The problem is not so much that Trump was banned for inciting violence, but that it seems as though it wasn’t done until it was commercially and politically convenient to do so. Also, while it is true that a private company banning a user is not a free speech issue in the sense of going against the First Amendment, it is concerning that a few giant corporations have as much influence over public speech as they do.
As for the first point, removing someone for inciting violence is indeed a reasonable rule, no argument there. However, as pointed out in Wired, the tweets that finally got him booted “were far from his worst.” As writer Gilad Edelman notes, the context and timing also had something to do with it, but this was not Trump’s first foray into online communications that could be interpreted as hate speech or inciting violence. On a similar note, Trump isn’t the first to make use of social media for spreading violence. One of the worst examples that comes to mind is the role Facebook played in aiding atrocities perpetrated by Myanmar.

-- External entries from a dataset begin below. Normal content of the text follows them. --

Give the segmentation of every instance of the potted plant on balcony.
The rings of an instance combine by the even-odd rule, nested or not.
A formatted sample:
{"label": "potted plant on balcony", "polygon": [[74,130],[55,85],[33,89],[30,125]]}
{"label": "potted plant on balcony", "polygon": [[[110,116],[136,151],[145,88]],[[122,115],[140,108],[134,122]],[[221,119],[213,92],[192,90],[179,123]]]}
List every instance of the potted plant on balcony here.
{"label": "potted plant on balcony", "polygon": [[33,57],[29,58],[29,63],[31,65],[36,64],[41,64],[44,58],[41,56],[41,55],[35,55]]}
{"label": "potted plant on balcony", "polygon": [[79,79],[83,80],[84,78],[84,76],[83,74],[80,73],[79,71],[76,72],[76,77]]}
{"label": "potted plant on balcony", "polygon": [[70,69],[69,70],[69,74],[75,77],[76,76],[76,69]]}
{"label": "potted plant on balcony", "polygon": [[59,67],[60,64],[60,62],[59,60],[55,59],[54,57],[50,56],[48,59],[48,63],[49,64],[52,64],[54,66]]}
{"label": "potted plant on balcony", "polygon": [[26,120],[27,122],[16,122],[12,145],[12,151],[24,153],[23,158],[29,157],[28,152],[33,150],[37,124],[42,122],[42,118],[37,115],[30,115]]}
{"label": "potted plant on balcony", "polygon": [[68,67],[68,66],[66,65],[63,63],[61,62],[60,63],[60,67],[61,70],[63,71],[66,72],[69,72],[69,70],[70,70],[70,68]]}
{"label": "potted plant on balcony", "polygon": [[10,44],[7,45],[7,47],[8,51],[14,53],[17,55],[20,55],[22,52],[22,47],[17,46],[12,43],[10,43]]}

I have seen some on the left characterize this as a fascist getting deplatformed, and that is a result to be celebrated, no doubt. However, we must ask: if Trump had won the election, and was still using social media to encourage his followers to perform acts of violence in that not-so-subtle fashion he’s so fond of, would they be so quick to ban him? Or would they still hem and haw over it as they have been more or less all along?
On the second issue, regardless of how you feel about Trump and his actions here, it seems worth considering that these few powerful entities had such an impact over the ability of the president of a large country to communicate publicly, disgraced as he may be. The issue here is not so much the question of where the line should be drawn on acceptable public speech, but whether we want that line being drawn by a few unaccountable executives. Especially when those executives do things like vow to “fight climate change” in public, then turn around and suppress non-violent climate activists.
As a final note, although I personally have no desire to defend Trump or his actions here, I do think we should be careful about censorship in general. As Noam Chomsky said, “If we don’t believe in freedom of expression for people we despise, we don’t believe in it at all.”